The Charity Commission wants auditors to report their concerns to it more readily than they do, writes Liam Kay

Audits: check only a sample of the paperwork, says Nick Brooks
Audits: check only a sample of the paperwork, says Nick Brooks

One key question about Kids Company concerns the role its auditors played. Only 11 months before the charity collapsed in August 2015, they had signed off its accounts, which some saw as confirmation that all was well.

For example, Oliver Letwin, Chancellor of the Duchy of Lancaster, who has overall control of the Cabinet Office, told the Public Administration and Constitutional Affairs Committee inquiry into the charity that "the evidence we were getting from the auditors was not evidence of something that was financially mismanaged in the way that it has now come to light that it was".

Don Bawtree, lead partner for charities at the accountancy firm BDO LLP, says many trustees think audits will prevent fraud, even though they do not involve the forensic examination of the accounts needed to give true peace of mind.

And the accountant for Kids Company - Nick Brooks (left), partner at Kingston Smith - told the committee in a separate hearing about the limitations of audits, which assess only whether a charity's accounts are free of material misstatement and are a true and fair reflection of the financial position.

According to Brooks, auditors check only a sample of the paperwork, and the required assurance that the charity is a going concern applies only to the next 12 months. Any misgivings about the accounts are mentioned not in the report but in a "management letter" to the trustees.
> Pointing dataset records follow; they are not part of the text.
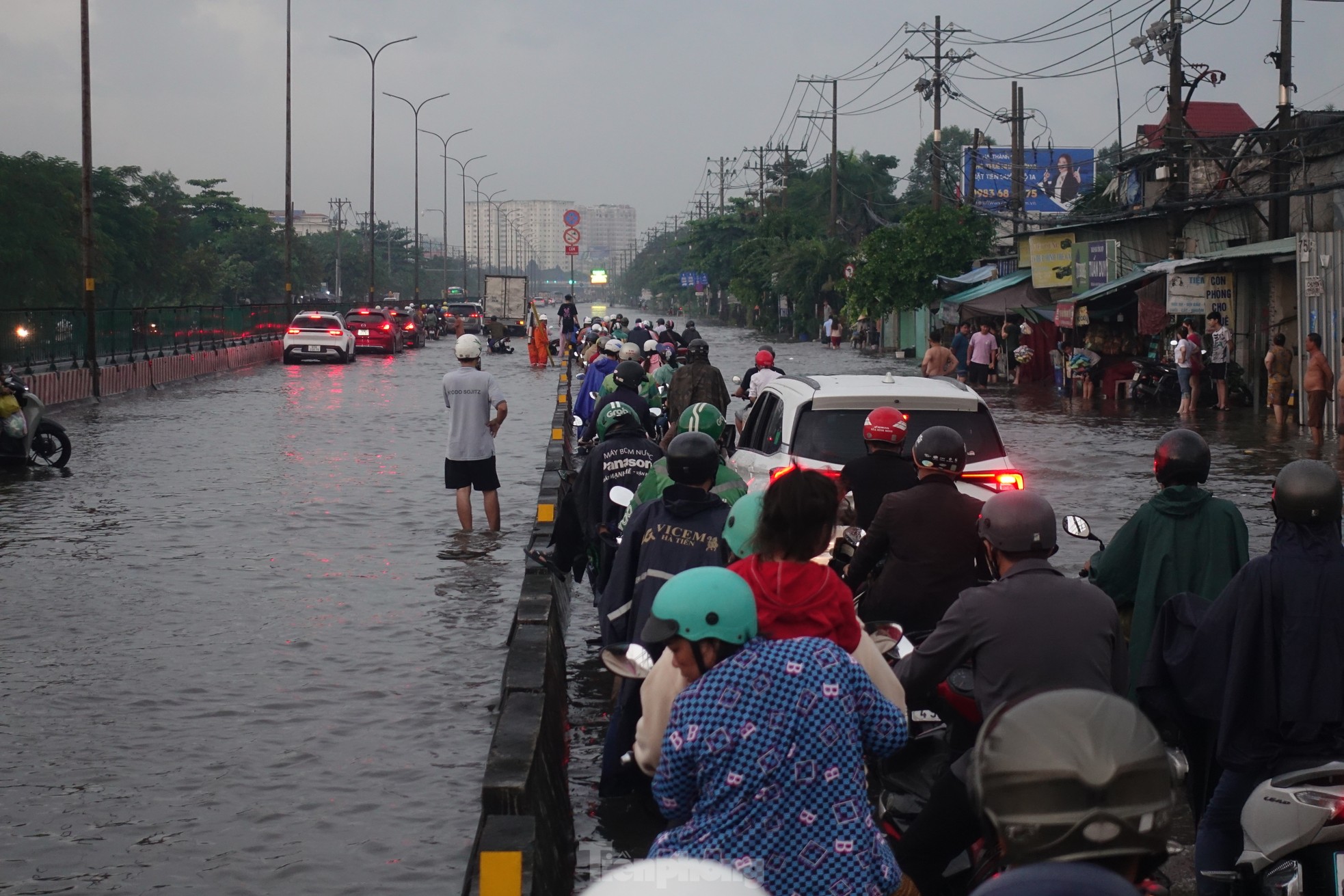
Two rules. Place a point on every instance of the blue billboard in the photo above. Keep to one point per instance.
(1053, 179)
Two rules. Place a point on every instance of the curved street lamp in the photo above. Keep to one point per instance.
(373, 97)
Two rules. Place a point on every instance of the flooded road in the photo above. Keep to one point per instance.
(1093, 459)
(243, 645)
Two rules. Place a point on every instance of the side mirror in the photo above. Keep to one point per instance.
(1077, 527)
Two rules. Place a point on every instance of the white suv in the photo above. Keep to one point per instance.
(321, 336)
(816, 422)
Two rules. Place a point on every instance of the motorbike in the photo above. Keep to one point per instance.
(43, 441)
(1293, 828)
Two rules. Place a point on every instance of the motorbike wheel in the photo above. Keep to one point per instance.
(50, 446)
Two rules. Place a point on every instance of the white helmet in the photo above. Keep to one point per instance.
(468, 347)
(673, 876)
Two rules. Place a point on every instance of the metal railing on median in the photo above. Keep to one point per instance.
(47, 339)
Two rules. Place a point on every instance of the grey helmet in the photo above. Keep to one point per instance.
(1073, 776)
(1018, 521)
(1306, 492)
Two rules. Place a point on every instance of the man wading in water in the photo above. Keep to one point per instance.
(470, 394)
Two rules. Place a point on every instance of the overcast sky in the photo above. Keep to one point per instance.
(597, 101)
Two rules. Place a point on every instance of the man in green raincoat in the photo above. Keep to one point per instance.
(1183, 539)
(727, 485)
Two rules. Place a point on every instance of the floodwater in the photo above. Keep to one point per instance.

Brooks revealed that in all three audits of Kids Company by his firm, the management letter warned that the charity was "living hand to mouth" with insufficient reserves - both factors in its eventual collapse. But Kids Company did not respond to two of the letters, and the Tory MP David Jones asked Brooks if it was a breach of duty on his part not to have raised the matter with the Charity Commission, which requires "failures in charity governance which lead to significant charitable funds being put at major risk" to be reported to it.

Brooks responded: "I am not sure I would go as far as to say that. But it is something that I would obviously take away with me and consider for future reference."

The Charity Commission is keen for auditors to report matters to them more often. They already have to report eight issues of material significance, including evidence of dishonesty or fraud; loss of funds; money laundering or criminal activity; terrorism; breaches of legislative requirements; risk of abuse or mistreatment of beneficiaries; and deliberate breach of a charity regulator's order or direction.

They also have discretion to report any matter relevant to the exercise of the commission's functions, but this power is rarely used. Nigel Davies, head of accountancy services at the Charity Commission, says auditors should use it more often.

"We think applying professional scepticism is not unreasonable," he says. "If they come across something that leaves them feeling unhappy, they exercise their professional discretion; and if they don't believe it is on the list of things they must report, they should report it as a relevant matter."

The commission is planning to work with professional bodies to put out key regulatory messages on reporting this year. A formal consultation on issues of material significance could be held before the summer in collaboration with the Scottish and Northern Irish charity regulators.